If you just instantiated the HTTP transport on its own in your own test
space it would be quite happy.  It takes the incoming HTTP events and
issues an NK request with the same identifier as the external URL into
its host space.  It provides access to the underlying raw HTTPRequest
and HTTPResponse servlet objects by wrapping them in a combined
HTTPRequestResponseRepresentation and providing this as the primary
argument on the NK request.

If you want to get down and dirty you can work directly with the raw
servlet level apis in your service that would resolve the NK request
(which has the same URL as the http request).
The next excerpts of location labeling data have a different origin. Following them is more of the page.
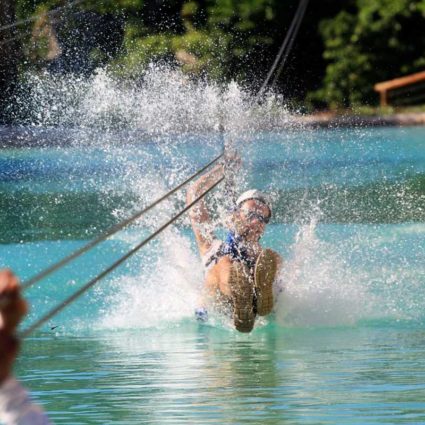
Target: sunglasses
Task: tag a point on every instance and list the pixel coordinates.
(253, 215)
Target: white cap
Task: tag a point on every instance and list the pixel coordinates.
(256, 195)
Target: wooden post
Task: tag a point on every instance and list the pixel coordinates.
(384, 97)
Here's a very simple example...

<rootspace>
<endpoint>
   <prototype>HTTPServer</prototype>
</endpoint>
<accessor>
   <grammar>http://www.myhost.com/path</grammar>
   <class>myAccessor</class>
</accessor>
</rootspace>

Where the myAccessor would extend StandardAccessorImpl and override
onSource()...

public void onSource(context)
{
      
httpreqrep=context.sourcePrimary(HTTPRequestResponseRepresentation.class);

...Do stuff with HTTPRequest and HTTPResponse servlet objects...

}

This is kind of like NK's equivalent of a raw servlet.

So pretty simple, and all the low level raw control you could wish for.

But stepping down from the Web's resource oriented world to this
servlet-like object oriented world to handle HTTP requests is not very
powerful.  Especially since NK offers an ROC software environment that
allows the two worlds of the web and NK to be gracefully impedance matched.

So you'll see from the diagram we don't set up the HTTP fulcrums with
this raw pattern. Instead we provide a complementary partner endpoint
called the HTTPBridge endpoint.   The HTTPBridge is there to receive all
incoming requests from the HTTP transport and to present the dispersed,
non-normalized state of the HTTP request (URL, body etc etc) as a
uniform ROC addressable resource model.

To do this the HTTP Bridge dynamically creates a new space containing
endpoints that handle requests for httpRequest:* and httpResponse:*.
These resource sets are internally backed by the underlying raw servlet
objects but are now accessible uniformly in the ROC domain.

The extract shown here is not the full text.